Personalisation for known users is the one place where a light developer touch occasionally helps, and the no-code-first design acknowledges that honestly. On Standard and Pro plans, the User Context feature lets your site pass a small object of logged-in user information to the widget before it loads — name, subscription tier, account status, whatever you'd like the chatbot to be aware of. Setting up that push is a one-time task that your platform's theme vendor or existing developer can do in an hour; afterwards, the non-technical owner manages the rest of the chatbot entirely from the dashboard. Teams that don't want to wire this at all simply skip it and run the chatbot in anonymous-visitor mode, which is what the free and Starter plans expect.

Escalation is worth walking through because a no code chatbot that can't hand off to a human ends up creating work rather than saving it. Asyntai resolves this through a lead-capture step that activates whenever the chatbot shouldn't answer on its own. Visitor name, email address, and the complete chat transcript are bundled together and pushed into the Asyntai dashboard; real-time email alerts carry the identical bundle into whatever inbox you use for leads. The ops person who owns the chatbot picks up the conversation context at a glance and replies directly — no switching between tools, no hunting for the original message. On day one, this replaces the need for any external CRM connector; on day thirty, teams with a dedicated helpdesk usually wire the emails into their normal inbox rules without needing to touch Asyntai at all.

Pricing is straightforward in a way that matters for this audience, because no-code buyers almost always don't have budget signoff for a quote-based enterprise tool. The free tier runs 100 messages a month on one site with no card required — enough for a small website to prove the chatbot out. The first paid plan is $39 a month for 2,500 messages across two sites, which covers most small and mid-sized businesses with healthy organic traffic. Higher plans add a third and then a tenth site, which is the relevant lever for agencies and operators running multiple brands. There's no seat-based pricing hiding underneath; the same dashboard is used whether one person or five run the chatbot.

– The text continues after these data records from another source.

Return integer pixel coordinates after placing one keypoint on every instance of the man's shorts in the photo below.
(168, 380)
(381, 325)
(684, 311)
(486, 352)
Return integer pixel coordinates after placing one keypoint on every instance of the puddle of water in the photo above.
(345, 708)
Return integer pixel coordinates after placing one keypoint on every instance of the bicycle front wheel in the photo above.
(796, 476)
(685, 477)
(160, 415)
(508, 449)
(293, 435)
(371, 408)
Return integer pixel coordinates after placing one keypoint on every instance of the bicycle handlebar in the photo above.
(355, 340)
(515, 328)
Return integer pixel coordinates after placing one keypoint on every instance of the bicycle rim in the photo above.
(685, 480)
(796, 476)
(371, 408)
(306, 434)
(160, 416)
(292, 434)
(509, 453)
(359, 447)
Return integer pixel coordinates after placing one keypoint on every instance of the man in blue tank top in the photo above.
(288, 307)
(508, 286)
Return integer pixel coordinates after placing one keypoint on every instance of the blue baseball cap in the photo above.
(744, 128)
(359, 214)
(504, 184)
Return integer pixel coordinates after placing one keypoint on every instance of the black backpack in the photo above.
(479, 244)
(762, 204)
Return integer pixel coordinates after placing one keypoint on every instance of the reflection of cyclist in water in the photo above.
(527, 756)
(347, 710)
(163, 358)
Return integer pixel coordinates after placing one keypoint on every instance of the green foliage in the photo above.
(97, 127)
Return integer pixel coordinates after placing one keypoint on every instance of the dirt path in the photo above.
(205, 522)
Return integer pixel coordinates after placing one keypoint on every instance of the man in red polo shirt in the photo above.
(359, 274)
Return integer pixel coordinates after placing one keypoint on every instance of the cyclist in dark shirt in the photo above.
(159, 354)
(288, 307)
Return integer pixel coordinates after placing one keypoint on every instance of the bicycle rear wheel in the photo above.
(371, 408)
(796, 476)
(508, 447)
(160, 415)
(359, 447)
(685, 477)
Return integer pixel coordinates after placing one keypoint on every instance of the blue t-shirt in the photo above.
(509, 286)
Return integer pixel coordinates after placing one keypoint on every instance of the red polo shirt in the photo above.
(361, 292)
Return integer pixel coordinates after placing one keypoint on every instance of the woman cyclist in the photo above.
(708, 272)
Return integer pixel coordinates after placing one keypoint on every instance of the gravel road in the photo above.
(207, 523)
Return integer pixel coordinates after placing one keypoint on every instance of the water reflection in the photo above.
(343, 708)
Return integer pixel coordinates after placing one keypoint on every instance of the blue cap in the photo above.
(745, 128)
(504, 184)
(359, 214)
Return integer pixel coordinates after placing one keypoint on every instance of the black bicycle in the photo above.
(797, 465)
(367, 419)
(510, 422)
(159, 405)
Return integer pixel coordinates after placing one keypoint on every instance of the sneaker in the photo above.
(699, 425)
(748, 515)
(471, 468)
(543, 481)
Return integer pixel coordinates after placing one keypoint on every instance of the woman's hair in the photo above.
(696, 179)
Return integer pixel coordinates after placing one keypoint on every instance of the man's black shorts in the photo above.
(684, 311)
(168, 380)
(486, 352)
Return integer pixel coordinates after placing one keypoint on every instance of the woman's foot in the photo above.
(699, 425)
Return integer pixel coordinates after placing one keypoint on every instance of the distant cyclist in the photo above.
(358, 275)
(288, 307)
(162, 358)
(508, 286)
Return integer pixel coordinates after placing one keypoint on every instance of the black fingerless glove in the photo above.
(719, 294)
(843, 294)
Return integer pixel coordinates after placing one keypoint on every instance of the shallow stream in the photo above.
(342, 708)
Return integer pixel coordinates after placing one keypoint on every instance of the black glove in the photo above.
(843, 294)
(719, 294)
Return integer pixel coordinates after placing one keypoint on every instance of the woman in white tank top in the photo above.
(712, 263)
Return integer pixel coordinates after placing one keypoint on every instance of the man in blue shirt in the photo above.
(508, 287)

The honest summary for the person who has to make this work: the no code chatbot category has matured into something that a non-technical owner really can ship solo, and the specific path is shorter than most first-time buyers expect. Point it at your URL. Write two or three sentences of guidance. Paste the snippet or install the plugin. Send a few real questions through to check the voice. Flip it live. That sequence takes longer to read than to execute, and from there the work becomes occasional dashboard edits rather than ongoing engineering requests. For solo founders, for marketers without developer backing, for ops leads who already have too many tools on the plate, that shape of ownership is the entire point — and the reason "no code" stopped being a label and started being a real category.